A value of 1.10 means one euro buys 1.10 dollars. When the line goes up, the euro is strengthening (your imports get cheaper, your overseas holdings buy more groceries in Berlin). When the line goes down, the euro is weakening. The dashed line at 1.00 is parity — the moment when a euro and a dollar are worth the same.

The 2014–2017 strong-dollar era

The euro entered 2014 worth ~1.37 USD and fell to ~1.05 by early 2017. Two forces pushed: the ECB launched QE in 2015 (cheap money supply expansion weakens a currency), and the Federal Reserve started raising US rates in late 2015 (tighter US money attracts dollars). Investors who held a US S&P 500 fund through 2014–2017 got a free 20–25 % return just from currency, on top of any equity returns.

The 2018–2021 wide range

EUR/USD spent four years bouncing between roughly 1.05 and 1.25. Periods of euro strength tracked European recovery (mid-2017, late-2020). Periods of euro weakness tracked safe-haven flows into the dollar (Italian political risk in 2018, COVID risk-off in early 2020).

The 2022 parity break

In summer 2022 EUR/USD fell below 1.00 — parity — for the first time in twenty years. The cause was a simultaneous European energy shock (Russia cutting gas), aggressive Fed hiking that the ECB hadn't yet matched, and a flight-to-dollar from anyone worried about European financial stability. The euro spent roughly a year either side of parity before climbing back.

What's normal for EUR/USD?

There is no "normal" — the rate has spent time between 0.85 (2000) and 1.60 (2008). The post-2014 range has been ~0.95 to ~1.40, with 1.10 as a rough mid-point. Anyone projecting future exchange rates should treat that as a range, not a forecast.
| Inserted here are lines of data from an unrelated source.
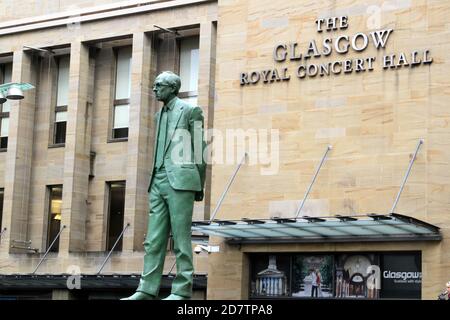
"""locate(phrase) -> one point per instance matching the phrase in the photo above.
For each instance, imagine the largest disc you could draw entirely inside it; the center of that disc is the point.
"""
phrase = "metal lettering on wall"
(341, 44)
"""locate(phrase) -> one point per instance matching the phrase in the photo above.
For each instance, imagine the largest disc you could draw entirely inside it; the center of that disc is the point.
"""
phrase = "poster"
(312, 276)
(357, 276)
(270, 276)
(402, 275)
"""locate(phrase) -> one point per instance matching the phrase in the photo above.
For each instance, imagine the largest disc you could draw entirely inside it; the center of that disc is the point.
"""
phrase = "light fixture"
(14, 93)
(2, 98)
(14, 90)
(209, 249)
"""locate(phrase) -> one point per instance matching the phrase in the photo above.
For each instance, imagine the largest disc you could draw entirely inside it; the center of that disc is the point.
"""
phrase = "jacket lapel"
(178, 111)
(158, 121)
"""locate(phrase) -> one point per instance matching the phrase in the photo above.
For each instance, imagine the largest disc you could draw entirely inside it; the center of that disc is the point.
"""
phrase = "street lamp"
(13, 91)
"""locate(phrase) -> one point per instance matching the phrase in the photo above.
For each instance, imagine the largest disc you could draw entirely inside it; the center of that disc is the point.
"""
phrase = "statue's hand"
(199, 196)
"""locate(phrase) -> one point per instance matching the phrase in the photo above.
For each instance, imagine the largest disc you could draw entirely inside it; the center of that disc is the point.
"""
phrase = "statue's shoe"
(140, 296)
(176, 297)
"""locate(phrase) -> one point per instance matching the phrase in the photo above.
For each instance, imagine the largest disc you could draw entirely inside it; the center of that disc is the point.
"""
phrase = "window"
(115, 214)
(54, 217)
(189, 67)
(5, 75)
(349, 275)
(122, 93)
(62, 100)
(2, 193)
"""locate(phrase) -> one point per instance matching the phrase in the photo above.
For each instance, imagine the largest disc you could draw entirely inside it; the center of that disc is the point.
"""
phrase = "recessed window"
(62, 100)
(189, 69)
(2, 193)
(5, 77)
(54, 216)
(116, 210)
(122, 93)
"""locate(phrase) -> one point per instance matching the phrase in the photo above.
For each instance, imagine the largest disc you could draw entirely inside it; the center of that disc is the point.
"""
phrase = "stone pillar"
(62, 294)
(206, 95)
(19, 154)
(77, 150)
(140, 140)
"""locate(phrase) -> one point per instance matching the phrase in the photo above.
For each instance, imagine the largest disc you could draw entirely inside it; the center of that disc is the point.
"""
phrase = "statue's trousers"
(170, 210)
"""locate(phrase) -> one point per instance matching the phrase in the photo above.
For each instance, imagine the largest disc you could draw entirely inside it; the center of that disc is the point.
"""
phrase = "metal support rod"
(171, 268)
(312, 182)
(48, 250)
(406, 176)
(228, 187)
(112, 249)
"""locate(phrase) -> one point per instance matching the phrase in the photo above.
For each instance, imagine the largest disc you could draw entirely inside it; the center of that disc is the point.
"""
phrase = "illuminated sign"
(341, 44)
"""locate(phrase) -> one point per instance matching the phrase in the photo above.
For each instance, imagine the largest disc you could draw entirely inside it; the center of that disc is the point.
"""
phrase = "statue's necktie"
(161, 139)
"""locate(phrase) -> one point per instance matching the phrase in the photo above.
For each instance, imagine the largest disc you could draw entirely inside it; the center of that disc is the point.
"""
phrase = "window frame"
(108, 214)
(118, 102)
(187, 94)
(58, 108)
(48, 239)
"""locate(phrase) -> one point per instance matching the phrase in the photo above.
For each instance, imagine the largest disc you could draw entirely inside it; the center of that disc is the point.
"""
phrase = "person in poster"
(312, 276)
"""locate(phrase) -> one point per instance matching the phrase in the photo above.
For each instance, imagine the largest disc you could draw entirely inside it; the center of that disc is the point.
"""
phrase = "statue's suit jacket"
(183, 159)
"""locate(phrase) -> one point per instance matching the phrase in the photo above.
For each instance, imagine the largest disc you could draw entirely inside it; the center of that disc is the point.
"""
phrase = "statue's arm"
(196, 126)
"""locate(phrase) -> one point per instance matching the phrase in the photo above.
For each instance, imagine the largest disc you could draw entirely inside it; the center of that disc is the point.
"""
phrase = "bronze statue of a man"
(177, 180)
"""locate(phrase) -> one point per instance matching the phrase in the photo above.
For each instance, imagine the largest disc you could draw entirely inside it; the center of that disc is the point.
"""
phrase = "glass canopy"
(372, 227)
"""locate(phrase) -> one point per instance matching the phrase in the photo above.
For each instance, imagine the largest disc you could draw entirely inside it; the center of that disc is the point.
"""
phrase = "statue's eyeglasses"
(159, 85)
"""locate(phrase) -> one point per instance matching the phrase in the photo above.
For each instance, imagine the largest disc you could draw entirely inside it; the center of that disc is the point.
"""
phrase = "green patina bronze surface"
(177, 180)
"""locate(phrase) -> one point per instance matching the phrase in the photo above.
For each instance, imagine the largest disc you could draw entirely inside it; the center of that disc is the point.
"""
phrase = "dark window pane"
(1, 206)
(120, 133)
(3, 142)
(54, 224)
(116, 214)
(60, 132)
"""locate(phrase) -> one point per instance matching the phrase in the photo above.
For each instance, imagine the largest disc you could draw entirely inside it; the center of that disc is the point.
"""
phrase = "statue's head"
(166, 86)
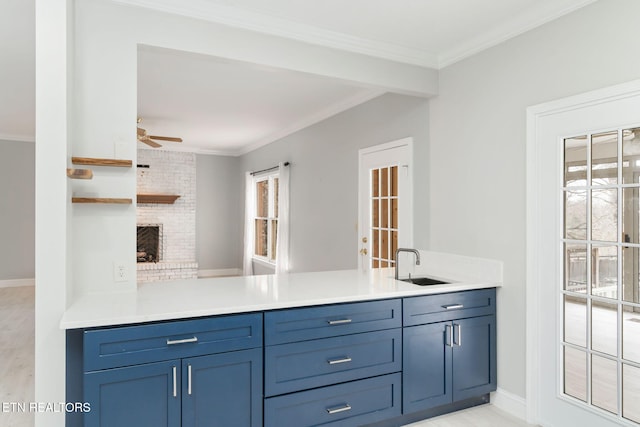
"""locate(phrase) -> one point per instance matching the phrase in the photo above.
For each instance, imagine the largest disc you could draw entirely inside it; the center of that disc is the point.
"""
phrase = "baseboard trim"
(13, 283)
(510, 403)
(219, 272)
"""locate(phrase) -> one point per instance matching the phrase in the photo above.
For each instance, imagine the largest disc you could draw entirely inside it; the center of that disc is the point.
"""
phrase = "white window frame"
(270, 177)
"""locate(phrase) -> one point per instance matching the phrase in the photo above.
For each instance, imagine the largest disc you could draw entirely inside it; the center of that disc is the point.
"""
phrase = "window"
(266, 217)
(601, 289)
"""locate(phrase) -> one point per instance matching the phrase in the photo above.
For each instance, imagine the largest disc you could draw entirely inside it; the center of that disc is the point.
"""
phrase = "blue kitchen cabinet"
(453, 360)
(201, 372)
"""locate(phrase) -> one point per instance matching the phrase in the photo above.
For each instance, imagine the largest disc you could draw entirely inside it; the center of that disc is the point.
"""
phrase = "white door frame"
(407, 202)
(538, 222)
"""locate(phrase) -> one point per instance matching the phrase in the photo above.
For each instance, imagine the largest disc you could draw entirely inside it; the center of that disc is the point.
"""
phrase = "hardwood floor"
(17, 369)
(17, 323)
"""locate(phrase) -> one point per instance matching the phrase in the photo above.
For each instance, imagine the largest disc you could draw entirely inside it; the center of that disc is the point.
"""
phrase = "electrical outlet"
(120, 273)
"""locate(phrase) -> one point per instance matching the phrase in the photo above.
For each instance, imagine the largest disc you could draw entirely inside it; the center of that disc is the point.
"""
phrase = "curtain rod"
(268, 169)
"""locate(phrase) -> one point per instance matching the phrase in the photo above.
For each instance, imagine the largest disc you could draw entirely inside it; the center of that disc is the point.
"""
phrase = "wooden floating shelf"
(79, 173)
(101, 162)
(167, 199)
(104, 200)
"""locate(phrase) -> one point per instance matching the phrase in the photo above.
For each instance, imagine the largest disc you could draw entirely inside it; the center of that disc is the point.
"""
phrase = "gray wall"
(219, 192)
(17, 210)
(324, 177)
(478, 137)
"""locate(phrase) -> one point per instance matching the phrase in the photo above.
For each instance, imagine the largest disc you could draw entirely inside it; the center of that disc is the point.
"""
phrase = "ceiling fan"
(149, 139)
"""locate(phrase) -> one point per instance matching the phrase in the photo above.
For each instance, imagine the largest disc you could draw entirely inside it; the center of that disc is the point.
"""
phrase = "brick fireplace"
(174, 224)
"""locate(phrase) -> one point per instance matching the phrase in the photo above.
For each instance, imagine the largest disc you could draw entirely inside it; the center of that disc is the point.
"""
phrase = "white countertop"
(205, 297)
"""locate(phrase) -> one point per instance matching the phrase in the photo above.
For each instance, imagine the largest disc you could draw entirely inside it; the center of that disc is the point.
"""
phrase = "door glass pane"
(575, 216)
(630, 263)
(604, 327)
(575, 320)
(604, 383)
(575, 161)
(630, 215)
(631, 333)
(575, 373)
(631, 393)
(630, 155)
(604, 158)
(604, 215)
(575, 268)
(604, 271)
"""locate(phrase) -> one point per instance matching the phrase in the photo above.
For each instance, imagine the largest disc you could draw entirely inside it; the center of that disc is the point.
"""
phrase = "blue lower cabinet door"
(135, 396)
(474, 357)
(426, 366)
(223, 390)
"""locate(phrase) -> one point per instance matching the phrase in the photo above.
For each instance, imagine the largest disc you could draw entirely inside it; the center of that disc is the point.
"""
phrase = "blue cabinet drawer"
(350, 404)
(449, 306)
(303, 365)
(329, 321)
(133, 345)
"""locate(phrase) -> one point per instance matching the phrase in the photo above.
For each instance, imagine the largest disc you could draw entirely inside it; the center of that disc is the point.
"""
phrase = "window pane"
(631, 393)
(261, 237)
(575, 373)
(604, 158)
(274, 238)
(384, 182)
(575, 216)
(631, 334)
(262, 199)
(604, 383)
(604, 274)
(575, 320)
(630, 215)
(630, 265)
(375, 184)
(275, 197)
(630, 155)
(604, 215)
(575, 268)
(604, 327)
(394, 181)
(575, 161)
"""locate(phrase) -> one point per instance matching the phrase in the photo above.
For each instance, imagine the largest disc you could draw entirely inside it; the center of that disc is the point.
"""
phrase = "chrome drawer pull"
(452, 306)
(337, 361)
(184, 341)
(338, 409)
(339, 322)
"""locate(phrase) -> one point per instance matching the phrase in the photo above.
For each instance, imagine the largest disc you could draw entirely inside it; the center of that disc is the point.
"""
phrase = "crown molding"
(513, 28)
(268, 24)
(17, 138)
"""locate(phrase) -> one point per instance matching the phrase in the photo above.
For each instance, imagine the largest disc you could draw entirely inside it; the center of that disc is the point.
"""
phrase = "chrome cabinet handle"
(184, 341)
(175, 379)
(339, 321)
(337, 361)
(337, 410)
(458, 335)
(448, 333)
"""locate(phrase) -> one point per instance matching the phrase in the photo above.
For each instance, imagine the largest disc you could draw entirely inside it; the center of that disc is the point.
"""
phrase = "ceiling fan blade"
(165, 138)
(149, 142)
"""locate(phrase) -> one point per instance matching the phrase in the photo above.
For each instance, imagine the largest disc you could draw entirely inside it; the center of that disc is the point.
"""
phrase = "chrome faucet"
(415, 251)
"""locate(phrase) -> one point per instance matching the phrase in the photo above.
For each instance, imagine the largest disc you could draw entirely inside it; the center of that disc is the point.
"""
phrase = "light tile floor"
(17, 369)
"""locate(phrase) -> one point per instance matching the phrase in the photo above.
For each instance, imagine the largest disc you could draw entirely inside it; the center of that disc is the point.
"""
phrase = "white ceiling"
(257, 105)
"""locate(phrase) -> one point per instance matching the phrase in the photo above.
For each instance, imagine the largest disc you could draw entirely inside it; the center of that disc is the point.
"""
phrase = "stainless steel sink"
(424, 281)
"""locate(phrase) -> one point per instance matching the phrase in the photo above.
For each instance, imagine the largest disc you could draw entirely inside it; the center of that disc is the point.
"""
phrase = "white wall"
(478, 136)
(219, 214)
(17, 210)
(324, 177)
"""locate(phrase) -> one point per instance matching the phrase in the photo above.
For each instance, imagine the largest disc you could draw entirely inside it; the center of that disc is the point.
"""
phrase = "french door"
(385, 203)
(583, 255)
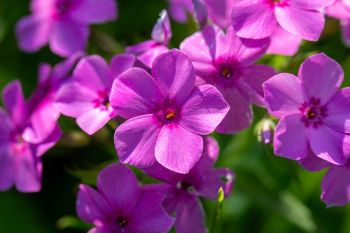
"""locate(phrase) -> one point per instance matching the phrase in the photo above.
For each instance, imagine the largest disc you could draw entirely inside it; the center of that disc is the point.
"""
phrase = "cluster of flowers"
(172, 100)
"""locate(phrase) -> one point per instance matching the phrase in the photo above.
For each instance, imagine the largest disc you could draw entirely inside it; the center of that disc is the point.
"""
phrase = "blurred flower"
(149, 50)
(63, 24)
(259, 19)
(227, 62)
(183, 191)
(85, 96)
(121, 205)
(20, 156)
(314, 113)
(167, 114)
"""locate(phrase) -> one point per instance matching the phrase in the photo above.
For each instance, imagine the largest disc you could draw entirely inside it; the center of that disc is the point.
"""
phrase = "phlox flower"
(314, 113)
(257, 19)
(120, 205)
(227, 62)
(149, 50)
(166, 112)
(20, 151)
(183, 191)
(63, 24)
(85, 96)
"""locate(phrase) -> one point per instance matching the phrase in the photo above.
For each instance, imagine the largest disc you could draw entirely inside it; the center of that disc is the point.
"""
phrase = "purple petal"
(201, 46)
(161, 31)
(93, 73)
(119, 186)
(33, 33)
(91, 11)
(336, 186)
(135, 140)
(303, 23)
(290, 139)
(121, 63)
(204, 110)
(135, 93)
(13, 100)
(175, 75)
(345, 25)
(28, 171)
(93, 120)
(313, 163)
(178, 149)
(329, 145)
(190, 216)
(311, 4)
(220, 11)
(284, 43)
(6, 168)
(321, 77)
(283, 94)
(213, 180)
(253, 20)
(91, 206)
(240, 115)
(338, 111)
(149, 215)
(253, 77)
(68, 37)
(74, 99)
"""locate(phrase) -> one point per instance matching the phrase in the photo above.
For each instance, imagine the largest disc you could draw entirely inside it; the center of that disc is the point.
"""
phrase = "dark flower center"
(226, 73)
(122, 222)
(313, 112)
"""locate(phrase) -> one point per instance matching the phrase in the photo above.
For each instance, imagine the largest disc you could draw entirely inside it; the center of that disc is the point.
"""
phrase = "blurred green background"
(271, 194)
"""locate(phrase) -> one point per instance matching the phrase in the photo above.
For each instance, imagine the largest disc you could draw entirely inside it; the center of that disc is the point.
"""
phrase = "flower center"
(122, 222)
(226, 73)
(313, 112)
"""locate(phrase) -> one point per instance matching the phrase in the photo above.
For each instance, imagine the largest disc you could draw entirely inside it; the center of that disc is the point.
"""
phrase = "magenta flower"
(121, 205)
(340, 9)
(183, 191)
(180, 9)
(167, 114)
(257, 19)
(314, 113)
(227, 62)
(85, 96)
(63, 24)
(149, 50)
(20, 156)
(336, 186)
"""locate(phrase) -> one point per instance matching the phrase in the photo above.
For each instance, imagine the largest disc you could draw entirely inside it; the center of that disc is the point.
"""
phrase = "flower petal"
(91, 11)
(290, 139)
(240, 115)
(338, 111)
(119, 186)
(135, 140)
(33, 33)
(175, 75)
(68, 37)
(253, 20)
(93, 120)
(13, 100)
(204, 110)
(336, 186)
(149, 215)
(283, 94)
(178, 149)
(91, 206)
(303, 23)
(329, 144)
(321, 77)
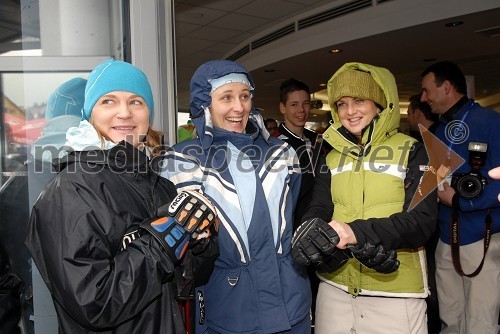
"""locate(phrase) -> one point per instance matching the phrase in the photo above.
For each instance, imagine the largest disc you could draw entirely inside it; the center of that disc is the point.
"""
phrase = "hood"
(200, 99)
(387, 122)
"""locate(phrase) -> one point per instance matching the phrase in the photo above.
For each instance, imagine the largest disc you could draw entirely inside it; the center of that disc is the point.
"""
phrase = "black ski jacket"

What it means for your money

  • Imported inflation. A weaker euro raises the cost of energy (priced in dollars), commodities, and non-EU electronics. A 10 % euro depreciation can push 0.5–1 % onto euro-area headline inflation over 6–12 months.
  • Overseas investments. If you hold a euro-denominated S&P 500 ETF, your performance is the S&P 500 return PLUS the EUR/USD change. A 20 % S&P gain in a year when EUR strengthens 10 % against USD becomes ~8 % in euros. Worth understanding before investing.
  • Travel and remote work. Salaries in dollars convert to more or fewer euros depending on the day. A €4,000 monthly bill paid by a US client swings by hundreds of euros over a year.
  • Hedging is rarely worth it for households. FX hedges have costs (option premia, forward spreads); over a long enough holding period, currency contributes noise, not signal, to diversified portfolios.

Where this data comes from

We pull the daily EUR/USD reference rate from Frankfurter, a free proxy for the ECB's daily fixing. The Eurosystem publishes the rate each business day around 16:00 CET; we refresh once a day, around 06:30 UTC. We downsample to monthly for the chart but keep all daily values for the summary statistics.

Frequently asked questions

Is EUR/USD a forecast or a snapshot?
A snapshot. The chart shows actual rates that traded on each date. Anyone forecasting future EUR/USD is guessing — professional traders disagree by 10–20 % over a 12-month horizon, and they have full-time research teams.
Why does the chart only show monthly points?
EUR/USD has ~4,000 observations over 11 years of daily data. Plotting all of them produces a hairy line; downsampling to monthly preserves the macro shape while staying readable. The summary statistics use every daily observation.
What's the difference between Frankfurter and the ECB site?
Frankfurter is a free open-source API that mirrors the ECB's reference rates without rate limits or registration. The numbers are identical to ecb.europa.eu.
Should I time my dollar conversions based on this chart?
Probably not. The chart shows the past; FX timing is among the hardest things in finance to predict. For one-off needs (buying a US property, paying tuition) splitting conversions over several dates averages out short-term swings.